By Elias Hazou
THE TROIKA of international lenders and political parties on Thursday failed to reach a consensus on the thorny issue of guarantors to bad loans, which forms part of the fifth and last bill of a package of proposed laws known as the insolvency framework.
According to the Cyprus News Agency (CNA), the troika people proposed loan restructuring where the secured loan amount will burden the principal debtor, the rest being the responsibility of the guarantors.
Court orders mandating a loan restructure would apply for the secured amount of the debt only, with the guarantors obliged to settle the remaining amount.
By way of example, if the total loan comes to €100,000 but the value of the security amounts to €80,000, the bank would essentially issue a new loan for €80,000, with the remaining €20,000 considered unsecured and to be paid by the guarantors.
Banks would also be entitled to chase guarantors for other unsecured debt of principal debtors, such as credit cards and overdrafts.
The same arrangement would hold for bankruptcies – the bank would receive the secured amount, and then go after guarantors for the rest.
The troika argued that a bank cannot be entitled to less than it would be if properties used as collateral were to be foreclosed on and sold.
Party officials disagreed, arguing that the loan amount comprises not only the principal and the regular interest rate, but also often includes overcharges.
They insisted that banks ought to share some of the cost.
The politicians further said that the vast majority of borrowers are in dire financial straits, an assertion rejected by the troika.
During the meeting, which lasted two-and-a-half hours, the team of international creditors complained about the lack of data on debt guarantors, CNA reports.
Further discussion of the bill between the troika and finance ministry officials is expected to take place today Friday. This week alone, Finance Minister Harris Georgiades has held three meetings with the international lenders, who are here reviewing progress in Cyprus’ €10bn bailout programme.
According to data cited by CNA, so far some 10,000 individuals have filed for bankruptcy, while around 2,000 companies are currently under liquidation proceedings that are pending because an insolvency practitioner has yet to be appointed. Thousands more companies are expected to file for bankruptcy in the near future.
Meanwhile, news outlet Sigmalive on Thursday released an email apparently belonging to Bank of Cyprus CEO John Hourican.

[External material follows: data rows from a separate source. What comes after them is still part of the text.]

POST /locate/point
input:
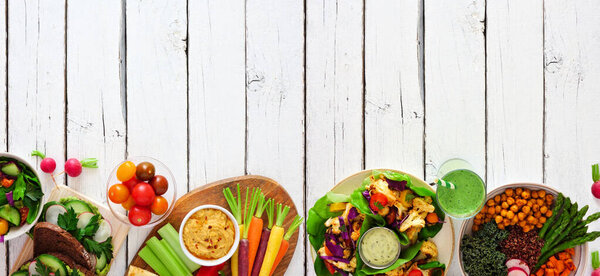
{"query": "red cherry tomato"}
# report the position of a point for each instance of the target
(143, 194)
(131, 183)
(128, 203)
(415, 272)
(118, 193)
(378, 201)
(139, 215)
(159, 206)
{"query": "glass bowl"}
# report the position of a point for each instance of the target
(160, 169)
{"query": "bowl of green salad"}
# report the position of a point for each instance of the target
(21, 196)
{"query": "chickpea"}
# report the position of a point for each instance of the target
(510, 214)
(510, 201)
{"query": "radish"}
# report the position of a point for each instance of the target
(104, 231)
(518, 264)
(53, 211)
(48, 165)
(84, 219)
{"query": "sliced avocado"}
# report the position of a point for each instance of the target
(100, 262)
(54, 264)
(10, 214)
(79, 206)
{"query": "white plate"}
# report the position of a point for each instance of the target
(466, 229)
(444, 239)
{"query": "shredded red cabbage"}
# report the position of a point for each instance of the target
(396, 185)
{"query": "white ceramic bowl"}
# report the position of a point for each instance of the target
(15, 231)
(581, 251)
(221, 260)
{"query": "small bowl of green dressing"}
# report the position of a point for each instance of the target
(379, 247)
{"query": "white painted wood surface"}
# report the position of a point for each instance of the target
(304, 93)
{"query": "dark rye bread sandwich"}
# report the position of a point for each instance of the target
(71, 239)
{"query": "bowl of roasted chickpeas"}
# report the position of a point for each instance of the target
(524, 205)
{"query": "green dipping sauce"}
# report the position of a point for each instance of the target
(379, 247)
(466, 199)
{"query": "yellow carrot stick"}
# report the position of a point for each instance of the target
(275, 240)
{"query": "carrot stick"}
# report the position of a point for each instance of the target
(275, 240)
(285, 244)
(264, 238)
(236, 211)
(255, 231)
(250, 207)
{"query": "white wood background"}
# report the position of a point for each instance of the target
(304, 92)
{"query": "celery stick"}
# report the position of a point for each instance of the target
(154, 262)
(178, 262)
(169, 234)
(165, 257)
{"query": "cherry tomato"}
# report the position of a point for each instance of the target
(143, 194)
(118, 193)
(378, 201)
(145, 171)
(3, 227)
(126, 171)
(128, 203)
(160, 184)
(415, 272)
(159, 206)
(139, 215)
(131, 183)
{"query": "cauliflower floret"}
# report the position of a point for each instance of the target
(334, 223)
(381, 186)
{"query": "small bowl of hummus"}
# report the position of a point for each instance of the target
(209, 235)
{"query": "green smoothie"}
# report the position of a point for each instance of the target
(466, 199)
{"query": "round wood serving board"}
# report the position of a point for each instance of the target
(213, 194)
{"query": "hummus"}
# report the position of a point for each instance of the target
(208, 234)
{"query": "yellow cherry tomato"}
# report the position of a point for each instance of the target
(126, 171)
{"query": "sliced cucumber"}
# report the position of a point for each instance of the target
(79, 206)
(84, 219)
(104, 231)
(100, 262)
(10, 214)
(52, 213)
(54, 264)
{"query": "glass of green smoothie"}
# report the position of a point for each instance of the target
(467, 195)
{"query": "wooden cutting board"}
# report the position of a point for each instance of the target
(213, 194)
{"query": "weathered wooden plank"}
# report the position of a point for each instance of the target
(275, 98)
(334, 96)
(36, 64)
(394, 99)
(454, 87)
(157, 90)
(96, 110)
(515, 85)
(217, 81)
(572, 82)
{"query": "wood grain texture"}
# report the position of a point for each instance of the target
(515, 92)
(334, 96)
(394, 99)
(217, 81)
(36, 64)
(572, 79)
(157, 89)
(275, 98)
(96, 113)
(213, 194)
(454, 87)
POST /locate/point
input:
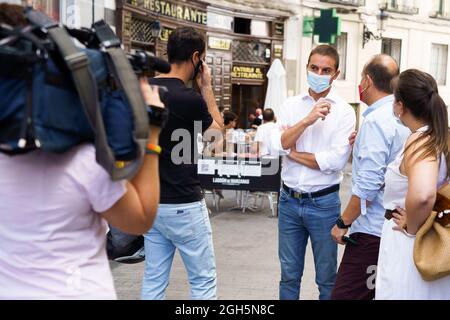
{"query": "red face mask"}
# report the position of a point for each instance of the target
(361, 91)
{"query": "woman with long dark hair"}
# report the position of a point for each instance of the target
(411, 184)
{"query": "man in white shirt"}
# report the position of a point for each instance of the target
(315, 129)
(263, 137)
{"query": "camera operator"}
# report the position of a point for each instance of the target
(182, 221)
(52, 212)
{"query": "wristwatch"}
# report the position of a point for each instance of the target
(157, 116)
(341, 224)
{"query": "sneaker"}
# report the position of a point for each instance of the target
(136, 257)
(132, 253)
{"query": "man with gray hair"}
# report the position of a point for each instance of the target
(379, 141)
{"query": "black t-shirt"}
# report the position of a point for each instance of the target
(179, 182)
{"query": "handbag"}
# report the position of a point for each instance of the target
(432, 243)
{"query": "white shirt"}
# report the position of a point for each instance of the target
(327, 139)
(264, 137)
(52, 238)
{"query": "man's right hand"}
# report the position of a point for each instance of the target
(320, 111)
(352, 138)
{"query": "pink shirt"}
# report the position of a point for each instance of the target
(52, 238)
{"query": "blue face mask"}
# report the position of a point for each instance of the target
(396, 117)
(318, 83)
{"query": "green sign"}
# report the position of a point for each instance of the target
(327, 26)
(308, 26)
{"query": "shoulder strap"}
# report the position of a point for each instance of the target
(78, 63)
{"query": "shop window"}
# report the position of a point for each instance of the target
(50, 7)
(242, 25)
(439, 60)
(259, 28)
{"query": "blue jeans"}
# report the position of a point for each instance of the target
(186, 227)
(300, 219)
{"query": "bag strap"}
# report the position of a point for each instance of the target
(78, 63)
(126, 79)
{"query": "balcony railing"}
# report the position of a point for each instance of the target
(354, 3)
(394, 7)
(440, 15)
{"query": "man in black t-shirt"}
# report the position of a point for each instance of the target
(182, 221)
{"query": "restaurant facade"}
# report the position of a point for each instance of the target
(240, 44)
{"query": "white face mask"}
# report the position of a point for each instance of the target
(319, 83)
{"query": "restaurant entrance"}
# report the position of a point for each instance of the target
(246, 98)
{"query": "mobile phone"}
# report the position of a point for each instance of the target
(199, 67)
(350, 241)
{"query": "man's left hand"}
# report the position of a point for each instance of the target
(337, 234)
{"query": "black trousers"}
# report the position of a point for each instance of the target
(356, 276)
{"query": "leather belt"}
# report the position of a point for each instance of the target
(389, 214)
(306, 195)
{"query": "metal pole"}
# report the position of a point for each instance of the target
(93, 11)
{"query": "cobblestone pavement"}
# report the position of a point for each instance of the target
(246, 247)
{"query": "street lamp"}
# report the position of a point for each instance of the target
(155, 29)
(381, 18)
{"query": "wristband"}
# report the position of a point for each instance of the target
(153, 149)
(341, 225)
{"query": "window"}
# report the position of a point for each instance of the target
(341, 47)
(403, 6)
(242, 25)
(439, 60)
(49, 7)
(259, 28)
(441, 9)
(392, 47)
(216, 20)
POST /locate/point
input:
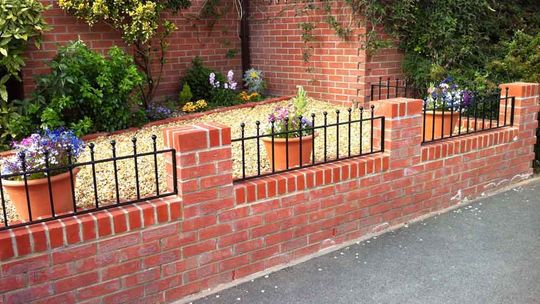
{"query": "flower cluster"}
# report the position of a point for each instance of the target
(57, 147)
(157, 112)
(289, 120)
(195, 106)
(247, 97)
(230, 84)
(448, 96)
(254, 81)
(284, 121)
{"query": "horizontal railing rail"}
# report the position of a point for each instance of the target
(363, 132)
(458, 117)
(112, 198)
(393, 88)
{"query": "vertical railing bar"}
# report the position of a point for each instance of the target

The revealing missive – an internal bank email – calls out Cypriot politicians, suggesting that some at least are playing a double game on the controversial issue of foreclosures.
Opposition MPs recently suspended – for a second time – implementation of foreclosures legislation to March 2.
The email attributed to Hourican reads: “To the extent that some politicians are, indeed, pretending to be protecting the more vulnerable in society against the ‘bad banks’ when really they are protecting the larger businesses in Cyprus, this is a scandal.”
Hourican goes on to describe the bank’s policy in dealing with mortgaged properties:
“You are also right that the prospect of mass foreclosures of small homes and apartments makes no financial sense to us. We need to start pointing this out so that it starts to be better understood.
“But do remember that we have a clear ‘no quarters’ policy on the big spenders who will have to start recognising that they took big obligations and they need to honour them.”